Açıkçası NBA 2K13’te beni en çok savunmadaki bazı problemler rahatsız ediyordu. Rakibi doğru düzgün tutamamak, doğru zamanlamaya rağmen pas arası yapamamak ve tabii ki olması gereken blokların olmaması ya da olmaması gereken blokların olması… NBA 2K14’te yaptığım maçlar boyunca savunma konusunda NBA 2K13’e göre daha fazla tatmin olduğumu söyleyebilirim. Özellikle bloklar konusunda ciddi bir iyileşme görünüyor. Bire bir savunmadaysa ciddi bir gelişme mevcut ve rakibe yapışmak ve -kontrol ettiğimiz oyuncunun kapasitesine bağlı olarak- onu her adımında takip etmek mümkün. Üstelik vücut vücuda temaslardaki gerçekçilik, doğallık göz okşuyor. Pas arası konusundaysa hem hücum, hem de savunma sırasında gelişmeler var aslında. Anlamsız top kayıplarından hepimiz şikâyetçiydik, değil mi? Yapımcılar ne yapmışlar dersiniz? Top kaybı sayısında bir azalma yok ama tüm top kayıpları daha bir mantığa oturmuş artık. Sıkışan, dengesini kaybeden ya da hazırlıksız yakalanan oyuncu top kaybedebiliyor, alelacele atılmış paslar hedefini bulmayabiliyor ve daha birçok detay sayesinde kayıplar daha gerçekçi, daha anlaşılır bir hal alıyor.
Kendin ol!
Bu ara başlığı serinin önceki oyunlarından birinin incelemesinde de kullanmış olabilirim sanki. Neyse, konuyu getirmek istediğim yer MyPlayer ve geri gelen Crew modu. Eksikliği hissedilen modlardan biri, yani Crew kısa bir aranın ardından yine oyundaki yerini almış. Crew’da kendimize logosunu istediğimiz gibi hazırlayabildiğimiz bir takım yaratıyor ve online ortamlarda 5v5 maçlara çıkıyoruz. Yalnız Crew modunda ciddi bir değişiklik var ve o da tüm maçların “blacktop”ta ve 21’de bitecek şekilde oynanıyor olması. MyPlayer’a dair önemli bir notsa yapay zekânın gelişmiş olması. Şöyle ki NBA 2K12’de ve NBA 2K13’te takım arkadaşlarım gerçekten can sıkıyorlardı, boşken şut atmayıp asistlerimi yemeleri, ben boşken beni görmemeleri… NBA 2K14’te daha akıllı takım arkadaşlarım olduğuna şahit oldum ve maçlar, haftalar ilerledikçe bu gelişimin yansımalarını net şekilde göreceğimi tahmin edebiliyorum.

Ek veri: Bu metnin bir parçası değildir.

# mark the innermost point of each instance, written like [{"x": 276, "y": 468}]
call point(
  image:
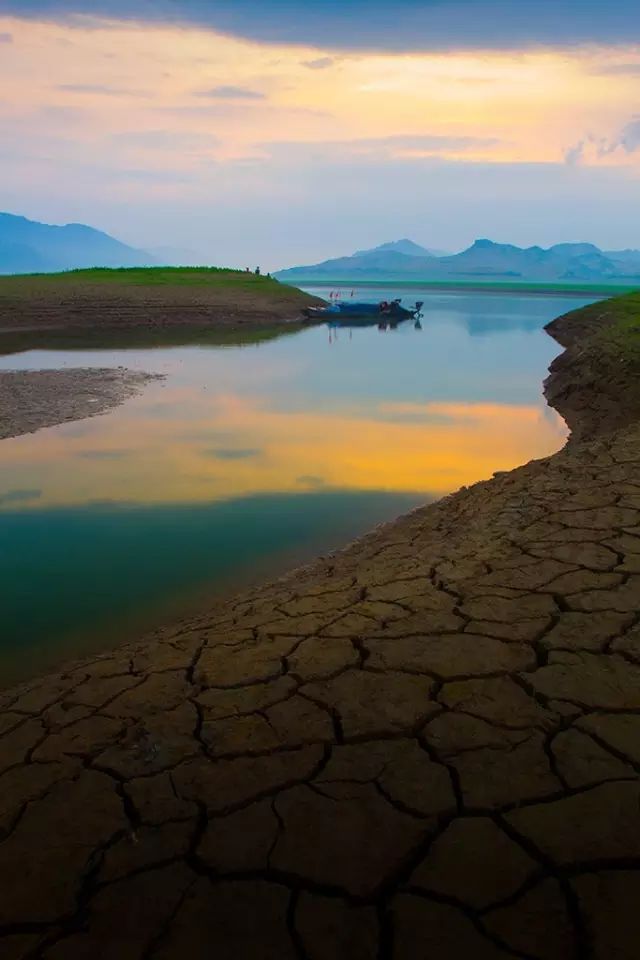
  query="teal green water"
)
[{"x": 250, "y": 458}]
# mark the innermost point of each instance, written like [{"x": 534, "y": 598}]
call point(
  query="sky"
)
[{"x": 277, "y": 133}]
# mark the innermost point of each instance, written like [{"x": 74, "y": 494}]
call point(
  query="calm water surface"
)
[{"x": 249, "y": 458}]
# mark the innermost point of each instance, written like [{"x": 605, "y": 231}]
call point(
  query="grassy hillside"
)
[
  {"x": 146, "y": 296},
  {"x": 215, "y": 278}
]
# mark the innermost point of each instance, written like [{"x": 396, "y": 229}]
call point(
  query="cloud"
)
[
  {"x": 231, "y": 93},
  {"x": 20, "y": 496},
  {"x": 166, "y": 140},
  {"x": 103, "y": 454},
  {"x": 591, "y": 147},
  {"x": 311, "y": 482},
  {"x": 372, "y": 24},
  {"x": 382, "y": 148},
  {"x": 322, "y": 63},
  {"x": 619, "y": 70},
  {"x": 230, "y": 453},
  {"x": 99, "y": 88}
]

NBA 2K14’ün değerli nimetlerinden bir diğeri, “Dynamic Living Rosters” gibi iddialı bir isimle duyurulan özellik. Seriyi takip edenler, sezon devam ederken oyuncuların değerlerinin güncellenmesine alışıklardır zaten ama bu kez durum biraz daha farklı. Artık sadece rakamlar değil, oyuncuların oyun yapısı da değişebilecek. Diyelim ki Ömer Aşık pota altından skor bulamıyor, başladı üçlük denemeye ve başarılı da oluyor; bu durum aynen oyuna aktarılacak ve yapay zekânın kontrol ettiği Ömer Aşık, artık üçlük denemeye başlayacak ve belki de sokacak! (Böyle saçma şey mi olur? Daha düzgün bir örnek verseydim keşke…) Tabii ki bu özelliği daha net değerlendirebilmek için sezonun başlamasını ve ilerlemesini beklemek lazım.

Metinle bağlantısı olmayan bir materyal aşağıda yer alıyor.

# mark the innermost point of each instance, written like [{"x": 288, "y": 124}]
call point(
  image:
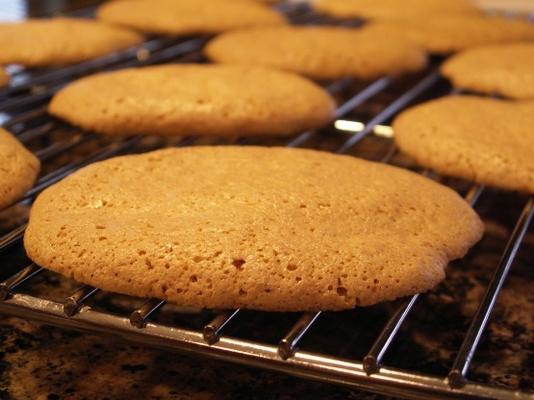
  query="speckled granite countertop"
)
[{"x": 40, "y": 362}]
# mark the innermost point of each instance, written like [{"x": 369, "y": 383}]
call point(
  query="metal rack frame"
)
[{"x": 28, "y": 121}]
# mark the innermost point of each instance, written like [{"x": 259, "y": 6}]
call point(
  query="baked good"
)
[
  {"x": 184, "y": 17},
  {"x": 394, "y": 9},
  {"x": 274, "y": 229},
  {"x": 193, "y": 99},
  {"x": 4, "y": 77},
  {"x": 59, "y": 41},
  {"x": 480, "y": 139},
  {"x": 504, "y": 69},
  {"x": 447, "y": 34},
  {"x": 318, "y": 52},
  {"x": 18, "y": 169}
]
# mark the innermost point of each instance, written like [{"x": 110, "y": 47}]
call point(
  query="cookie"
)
[
  {"x": 60, "y": 41},
  {"x": 480, "y": 139},
  {"x": 318, "y": 52},
  {"x": 274, "y": 229},
  {"x": 507, "y": 70},
  {"x": 394, "y": 9},
  {"x": 447, "y": 34},
  {"x": 4, "y": 77},
  {"x": 18, "y": 169},
  {"x": 184, "y": 17},
  {"x": 193, "y": 99}
]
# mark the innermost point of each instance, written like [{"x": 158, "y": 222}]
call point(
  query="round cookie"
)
[
  {"x": 183, "y": 17},
  {"x": 480, "y": 139},
  {"x": 506, "y": 69},
  {"x": 394, "y": 9},
  {"x": 18, "y": 169},
  {"x": 447, "y": 34},
  {"x": 274, "y": 229},
  {"x": 4, "y": 78},
  {"x": 191, "y": 99},
  {"x": 318, "y": 52},
  {"x": 60, "y": 41}
]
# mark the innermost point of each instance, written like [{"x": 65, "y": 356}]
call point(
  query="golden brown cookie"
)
[
  {"x": 18, "y": 169},
  {"x": 58, "y": 41},
  {"x": 4, "y": 77},
  {"x": 318, "y": 52},
  {"x": 506, "y": 69},
  {"x": 480, "y": 139},
  {"x": 447, "y": 34},
  {"x": 183, "y": 17},
  {"x": 194, "y": 100},
  {"x": 394, "y": 9},
  {"x": 274, "y": 229}
]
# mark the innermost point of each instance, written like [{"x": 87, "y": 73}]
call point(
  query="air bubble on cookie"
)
[{"x": 238, "y": 263}]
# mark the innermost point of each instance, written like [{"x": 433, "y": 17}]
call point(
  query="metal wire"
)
[{"x": 285, "y": 356}]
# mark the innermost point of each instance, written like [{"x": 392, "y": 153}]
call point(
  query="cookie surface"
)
[
  {"x": 253, "y": 227},
  {"x": 192, "y": 99},
  {"x": 507, "y": 70},
  {"x": 394, "y": 9},
  {"x": 59, "y": 41},
  {"x": 480, "y": 139},
  {"x": 18, "y": 169},
  {"x": 182, "y": 17},
  {"x": 447, "y": 34},
  {"x": 4, "y": 78},
  {"x": 318, "y": 52}
]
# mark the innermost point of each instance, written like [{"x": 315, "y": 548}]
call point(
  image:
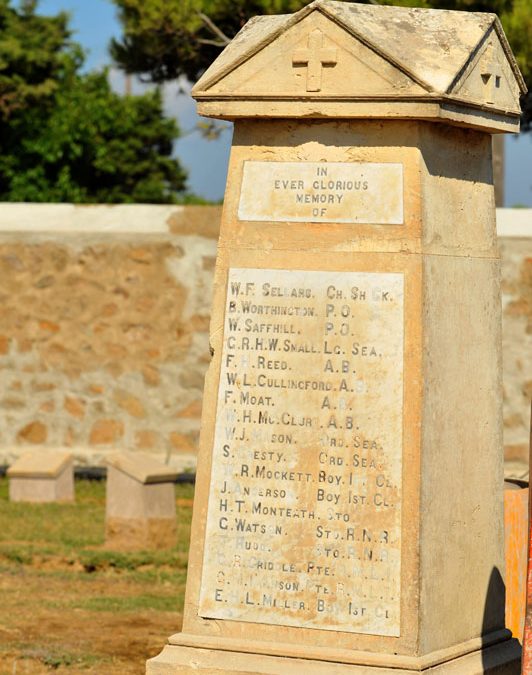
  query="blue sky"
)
[{"x": 95, "y": 23}]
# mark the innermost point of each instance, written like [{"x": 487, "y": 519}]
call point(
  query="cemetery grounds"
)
[{"x": 68, "y": 604}]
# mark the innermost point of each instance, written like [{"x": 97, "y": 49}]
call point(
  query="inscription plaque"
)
[
  {"x": 304, "y": 514},
  {"x": 322, "y": 192}
]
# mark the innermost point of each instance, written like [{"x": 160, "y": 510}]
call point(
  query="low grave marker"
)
[
  {"x": 140, "y": 510},
  {"x": 42, "y": 476},
  {"x": 348, "y": 513}
]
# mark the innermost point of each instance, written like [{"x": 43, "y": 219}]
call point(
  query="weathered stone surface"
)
[
  {"x": 42, "y": 476},
  {"x": 349, "y": 484},
  {"x": 105, "y": 309},
  {"x": 349, "y": 60},
  {"x": 140, "y": 504},
  {"x": 515, "y": 245},
  {"x": 154, "y": 379}
]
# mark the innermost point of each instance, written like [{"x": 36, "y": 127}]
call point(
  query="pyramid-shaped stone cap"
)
[
  {"x": 348, "y": 60},
  {"x": 40, "y": 464},
  {"x": 141, "y": 467}
]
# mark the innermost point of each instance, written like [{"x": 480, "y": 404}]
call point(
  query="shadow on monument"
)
[{"x": 493, "y": 619}]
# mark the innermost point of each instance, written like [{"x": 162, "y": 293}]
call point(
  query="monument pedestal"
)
[
  {"x": 499, "y": 659},
  {"x": 348, "y": 515}
]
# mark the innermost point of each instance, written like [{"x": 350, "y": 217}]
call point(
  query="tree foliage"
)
[
  {"x": 65, "y": 135},
  {"x": 164, "y": 40}
]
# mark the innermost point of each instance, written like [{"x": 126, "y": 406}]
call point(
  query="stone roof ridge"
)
[{"x": 444, "y": 43}]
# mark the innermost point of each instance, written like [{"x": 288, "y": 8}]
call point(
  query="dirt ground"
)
[
  {"x": 62, "y": 614},
  {"x": 50, "y": 636}
]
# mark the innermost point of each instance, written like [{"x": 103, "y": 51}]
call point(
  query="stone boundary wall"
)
[{"x": 104, "y": 328}]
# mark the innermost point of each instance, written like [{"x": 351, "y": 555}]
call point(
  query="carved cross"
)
[
  {"x": 491, "y": 76},
  {"x": 314, "y": 57}
]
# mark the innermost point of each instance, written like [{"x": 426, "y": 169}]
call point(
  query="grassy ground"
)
[{"x": 68, "y": 605}]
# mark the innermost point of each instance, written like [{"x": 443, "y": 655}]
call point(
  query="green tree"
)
[
  {"x": 66, "y": 136},
  {"x": 164, "y": 40}
]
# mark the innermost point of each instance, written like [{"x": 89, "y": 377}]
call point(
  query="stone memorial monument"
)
[
  {"x": 140, "y": 508},
  {"x": 348, "y": 515},
  {"x": 42, "y": 476}
]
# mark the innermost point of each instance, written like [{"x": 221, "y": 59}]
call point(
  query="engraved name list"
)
[{"x": 304, "y": 515}]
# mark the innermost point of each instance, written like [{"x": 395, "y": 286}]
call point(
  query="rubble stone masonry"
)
[{"x": 104, "y": 328}]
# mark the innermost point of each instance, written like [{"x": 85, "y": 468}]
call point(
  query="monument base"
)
[{"x": 502, "y": 658}]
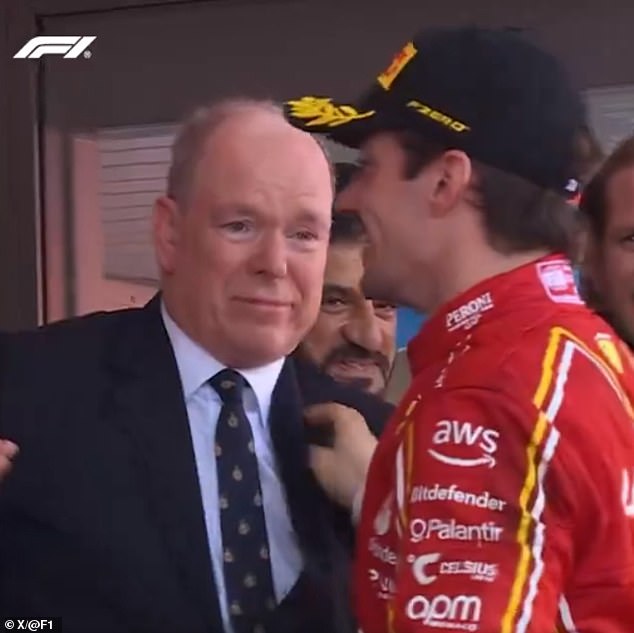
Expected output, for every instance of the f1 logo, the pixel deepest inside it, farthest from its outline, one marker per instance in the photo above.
(70, 46)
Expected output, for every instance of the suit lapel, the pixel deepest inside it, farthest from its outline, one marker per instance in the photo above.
(306, 502)
(148, 406)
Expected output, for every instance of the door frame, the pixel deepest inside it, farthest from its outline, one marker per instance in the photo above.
(22, 278)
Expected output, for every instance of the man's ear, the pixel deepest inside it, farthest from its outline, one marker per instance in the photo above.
(166, 229)
(452, 177)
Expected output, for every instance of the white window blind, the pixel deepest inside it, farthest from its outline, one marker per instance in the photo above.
(611, 112)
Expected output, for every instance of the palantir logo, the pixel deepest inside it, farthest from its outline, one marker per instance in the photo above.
(70, 46)
(464, 434)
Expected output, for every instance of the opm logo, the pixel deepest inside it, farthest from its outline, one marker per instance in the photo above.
(70, 46)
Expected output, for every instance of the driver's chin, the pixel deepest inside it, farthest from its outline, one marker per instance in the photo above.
(376, 287)
(373, 385)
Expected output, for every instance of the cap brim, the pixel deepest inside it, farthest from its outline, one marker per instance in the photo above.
(344, 123)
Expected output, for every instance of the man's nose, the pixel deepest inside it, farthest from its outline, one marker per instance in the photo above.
(271, 256)
(362, 328)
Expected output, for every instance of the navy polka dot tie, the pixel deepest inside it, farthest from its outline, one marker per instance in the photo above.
(247, 569)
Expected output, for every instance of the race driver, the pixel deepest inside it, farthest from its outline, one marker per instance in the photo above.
(501, 496)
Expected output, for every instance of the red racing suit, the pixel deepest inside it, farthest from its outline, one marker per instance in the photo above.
(501, 496)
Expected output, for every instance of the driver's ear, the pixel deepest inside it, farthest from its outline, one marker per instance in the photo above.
(453, 175)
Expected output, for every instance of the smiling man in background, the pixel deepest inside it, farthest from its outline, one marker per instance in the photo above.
(353, 339)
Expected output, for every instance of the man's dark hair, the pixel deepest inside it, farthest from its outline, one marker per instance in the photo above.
(518, 215)
(593, 205)
(347, 226)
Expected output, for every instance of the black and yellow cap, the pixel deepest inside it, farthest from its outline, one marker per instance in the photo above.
(491, 93)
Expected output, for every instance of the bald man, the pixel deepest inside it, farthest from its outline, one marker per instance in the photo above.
(162, 482)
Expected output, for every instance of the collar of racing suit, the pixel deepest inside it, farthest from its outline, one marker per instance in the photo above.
(548, 280)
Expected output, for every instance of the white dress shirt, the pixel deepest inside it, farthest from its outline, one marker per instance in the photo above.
(196, 366)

En nihayetinde yine gerçekçi bir oynanış, zengin animasyon yelpazesi, daha yumuşak geçişlerle birbirine bağlanan animasyonlar, yeni ve / veya önceki oyunlarda kaldırılıp geri dönen modlar ve hücum tercihlerimize göre anlayışını değiştirdiği söylenen yapay zekâ ile müthiş bir NBA 2K var yine karşımızda. (Son maddeyi bir iddia olarak ekledim çünkü bu özelliği algılamak için oyunu haftalarca oynamak gerek!) Artık söz sırası, bir türlü sürdürülemeyen ve uzun bir aranın ardından sadece PlayStation 4’te ve Xbox One’da boy gösterecek olan NBA Live 14’te.